I spent some relaxing time at Julie and Hiroki’s house in Kobe, including a visit to the incredibly named AGGRO Garden onsen, where Julie and I sat in a hot pool, naked of course, with a group of equally naked Japanese ladies and watched a TV show that showed funny youtube clips. Julie translated all of the women’s commentary for me.
Although I loved hanging out with Julie and Hiroki, I decided to head south for a week on my own and do some sightseeing. After much hand wringing on where to go, some late night research brought to light an amazing cycling route called the Shimanami Kaido, from the coast of Honshu (the largest island) to Shikoku (the smallest “main” island). I decided to bookend the Shimanani Kaido with a trip on the shinkansen to Hiroshima and to end in Himeji.
In Hiroshima I visited the A-Dome and the Hiroshima Peace Memorial Museum, which was quite interesting having visited Pearl Harbour back in May. Hiroshima was a lovely city and I spent some time walking along the river at night with a friendly Australian girl I met in the hostel. Gabby writes a very funny blog called G Notes and I liked her immediately. We decided to visit Miyajima Island the next day, a short train and ferry ride away from Hiroshima.
Upon our ferry’s arrival to the island, we were greeted by Miyajima’s ubiquitous deer, as cute as their Nara counterparts. The town itself was charming but full of omiyage shops, and the main attraction stood just beyond: the famous “floating” torii, a large red Shinto gate that sits a short distance from the shore and thus appears to float in the water when the tide is in. When the tide is out it just sits in a mud flat, not nearly as romantic. Facing the torii is a lovely shrine set on stilts, with a pagoda on the hill behind it. Back in the day the island was considered sacred and the shrine was built on stilts so people wouldn’t walk on its profane soil. Also, women weren’t allowed on the island at all, so it seems times have changed.

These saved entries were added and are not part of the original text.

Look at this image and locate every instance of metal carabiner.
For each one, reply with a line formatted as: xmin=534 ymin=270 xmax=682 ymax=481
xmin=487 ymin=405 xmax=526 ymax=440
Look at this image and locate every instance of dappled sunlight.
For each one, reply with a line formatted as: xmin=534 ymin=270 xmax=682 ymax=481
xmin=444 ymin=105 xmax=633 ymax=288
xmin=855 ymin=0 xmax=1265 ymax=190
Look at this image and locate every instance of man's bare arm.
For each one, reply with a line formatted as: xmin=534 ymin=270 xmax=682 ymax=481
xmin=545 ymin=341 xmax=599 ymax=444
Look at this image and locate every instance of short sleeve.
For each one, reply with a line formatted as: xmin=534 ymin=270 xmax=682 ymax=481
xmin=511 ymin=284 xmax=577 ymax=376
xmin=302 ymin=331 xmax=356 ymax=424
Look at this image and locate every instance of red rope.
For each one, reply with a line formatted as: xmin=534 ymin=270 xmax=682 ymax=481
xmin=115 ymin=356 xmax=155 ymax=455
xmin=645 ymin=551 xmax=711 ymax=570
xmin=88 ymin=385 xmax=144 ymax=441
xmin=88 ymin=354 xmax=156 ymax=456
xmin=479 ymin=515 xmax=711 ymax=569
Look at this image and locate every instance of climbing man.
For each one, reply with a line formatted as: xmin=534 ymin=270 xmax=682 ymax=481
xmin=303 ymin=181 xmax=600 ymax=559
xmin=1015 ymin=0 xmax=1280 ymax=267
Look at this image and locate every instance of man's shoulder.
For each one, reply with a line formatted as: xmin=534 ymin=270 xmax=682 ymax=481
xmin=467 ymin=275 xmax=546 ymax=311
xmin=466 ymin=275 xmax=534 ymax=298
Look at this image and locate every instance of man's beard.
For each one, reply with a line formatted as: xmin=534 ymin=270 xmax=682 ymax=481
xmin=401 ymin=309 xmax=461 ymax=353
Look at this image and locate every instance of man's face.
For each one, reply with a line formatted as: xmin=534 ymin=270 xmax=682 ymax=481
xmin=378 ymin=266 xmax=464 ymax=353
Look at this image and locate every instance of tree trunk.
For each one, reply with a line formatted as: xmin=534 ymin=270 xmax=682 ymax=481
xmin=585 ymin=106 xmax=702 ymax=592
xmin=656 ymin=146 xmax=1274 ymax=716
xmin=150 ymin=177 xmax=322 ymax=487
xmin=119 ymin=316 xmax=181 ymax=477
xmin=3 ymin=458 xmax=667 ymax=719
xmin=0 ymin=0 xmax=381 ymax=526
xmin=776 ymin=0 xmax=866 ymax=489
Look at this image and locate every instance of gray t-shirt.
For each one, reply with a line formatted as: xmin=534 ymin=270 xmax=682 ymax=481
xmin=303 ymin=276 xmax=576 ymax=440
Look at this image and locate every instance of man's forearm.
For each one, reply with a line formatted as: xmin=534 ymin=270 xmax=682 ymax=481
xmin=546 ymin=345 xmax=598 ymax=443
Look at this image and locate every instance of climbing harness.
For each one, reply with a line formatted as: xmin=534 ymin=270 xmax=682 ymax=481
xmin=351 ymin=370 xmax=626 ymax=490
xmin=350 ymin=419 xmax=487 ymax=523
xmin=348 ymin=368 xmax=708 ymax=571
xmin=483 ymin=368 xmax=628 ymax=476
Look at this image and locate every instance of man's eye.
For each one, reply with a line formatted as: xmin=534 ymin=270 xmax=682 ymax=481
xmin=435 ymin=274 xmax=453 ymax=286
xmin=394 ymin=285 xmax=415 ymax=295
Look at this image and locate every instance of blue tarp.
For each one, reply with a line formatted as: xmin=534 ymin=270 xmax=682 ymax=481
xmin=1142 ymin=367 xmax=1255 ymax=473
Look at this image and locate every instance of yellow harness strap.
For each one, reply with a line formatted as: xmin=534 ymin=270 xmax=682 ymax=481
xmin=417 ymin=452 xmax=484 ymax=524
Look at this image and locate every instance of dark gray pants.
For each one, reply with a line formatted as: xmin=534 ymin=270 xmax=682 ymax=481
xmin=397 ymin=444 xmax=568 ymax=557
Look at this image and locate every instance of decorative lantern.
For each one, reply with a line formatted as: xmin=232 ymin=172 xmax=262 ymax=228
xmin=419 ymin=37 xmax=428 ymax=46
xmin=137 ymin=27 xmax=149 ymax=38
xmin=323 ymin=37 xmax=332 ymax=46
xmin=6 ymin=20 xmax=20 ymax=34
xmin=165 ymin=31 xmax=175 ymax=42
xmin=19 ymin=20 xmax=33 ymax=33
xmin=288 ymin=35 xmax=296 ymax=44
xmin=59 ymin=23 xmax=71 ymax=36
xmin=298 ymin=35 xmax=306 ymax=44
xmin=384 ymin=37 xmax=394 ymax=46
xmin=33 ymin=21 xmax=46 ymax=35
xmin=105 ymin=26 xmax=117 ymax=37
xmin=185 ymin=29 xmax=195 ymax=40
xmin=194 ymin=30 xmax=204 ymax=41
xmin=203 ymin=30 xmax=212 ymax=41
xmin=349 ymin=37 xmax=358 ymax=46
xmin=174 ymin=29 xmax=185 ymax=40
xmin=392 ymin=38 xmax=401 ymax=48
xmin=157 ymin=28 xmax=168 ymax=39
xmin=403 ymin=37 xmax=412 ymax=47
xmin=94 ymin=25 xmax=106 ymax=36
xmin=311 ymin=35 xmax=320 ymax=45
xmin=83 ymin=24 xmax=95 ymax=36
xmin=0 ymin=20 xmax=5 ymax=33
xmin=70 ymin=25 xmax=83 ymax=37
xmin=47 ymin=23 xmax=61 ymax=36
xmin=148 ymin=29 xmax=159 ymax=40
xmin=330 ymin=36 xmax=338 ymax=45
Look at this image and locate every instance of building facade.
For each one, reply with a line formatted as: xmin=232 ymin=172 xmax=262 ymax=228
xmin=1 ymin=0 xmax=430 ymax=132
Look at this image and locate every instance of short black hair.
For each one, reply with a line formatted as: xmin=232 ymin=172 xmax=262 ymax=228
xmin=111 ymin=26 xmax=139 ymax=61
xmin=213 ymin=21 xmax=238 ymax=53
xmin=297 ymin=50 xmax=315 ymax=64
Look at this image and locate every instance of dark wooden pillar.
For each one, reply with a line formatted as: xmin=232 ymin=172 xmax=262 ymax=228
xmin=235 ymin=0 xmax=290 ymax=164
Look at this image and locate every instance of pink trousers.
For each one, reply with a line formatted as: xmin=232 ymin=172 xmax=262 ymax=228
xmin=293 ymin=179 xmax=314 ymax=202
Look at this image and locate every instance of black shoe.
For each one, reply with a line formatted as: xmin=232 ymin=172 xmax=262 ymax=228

The water shrine was quite pretty. It was early afternoon and the tide was in so we were surrounded by water, refracted light reflecting on the ceilings of the covered walkways and off the enormous camera lenses carried by gawking tourists.
We opted to hike up the well marked, manicured trails to the top of Mount Misen, rather than pay for the cable car ,and we saw only a few people and said konnichi wa to every one of them. Apparently it is a “primeval forest” but it was nothing compared to the giant trees at Koyasan. There was a lovely shrine near the top designated for LOVERS. We cried a little because we were all alone.
We made it to the top of Misen in about 45-50 minutes, a lark compared to the hour and a half the signs had threatened. The view was amazing. When I imagined Japan in my mind, I never pictured it so tropical: all around was lush coastline and islands, covered in green mountains whose ridges and valleys looked uncannily like those in Hawaii. The sun was shining and we had ice cream covered in a cardboard-like waffle and all was right with the world. We made a few attempts at photos but my camera remote was seemingly firing at random, so must of them came out with us looking rather befuddled.
After a knee-popping descent down concrete stairs from Misen’s summit, we strolled through some of the touristy streets in the little town, stopping for grilled oysters and momiji, soft waffle-like cookies in the shape of a maple leaf, filled with delicious things such as red bean, custard, chocolate and cream cheese (all of which we tried). I picked up a box as omiyage for Julie and Hiroki. Also present in the town was the world’s largest rice paddle, truly something to cross off every traveler’s dream list.
In a glimpse at every day life on Miyajima, at the ferry terminal, a deer tried to stroll into the building and a lady, clucking her tongue, used a cardboard sign to shoo the deer away, walking it down the sidewalk and gently tapping its butt with the sign. Other deer stood like statues at the entrances of stores, gazing longingly at neatly wrapped boxes of cookies, their hooves resting just against the invisible threshold of inside.
As we sailed away, the island was cast in the glow of the fading day. I couldn’t help but gaze back wistfully, watching it shrink behind the ferry, the red torii standing tall, a monument that both welcomed and said farewell to the Miyajima’s visitors. Miyajima did have a strong tourist presence, but the island still felt magical, tucked in amongst its exquisite surroundings and marked by the sacred gate, floating in the sea.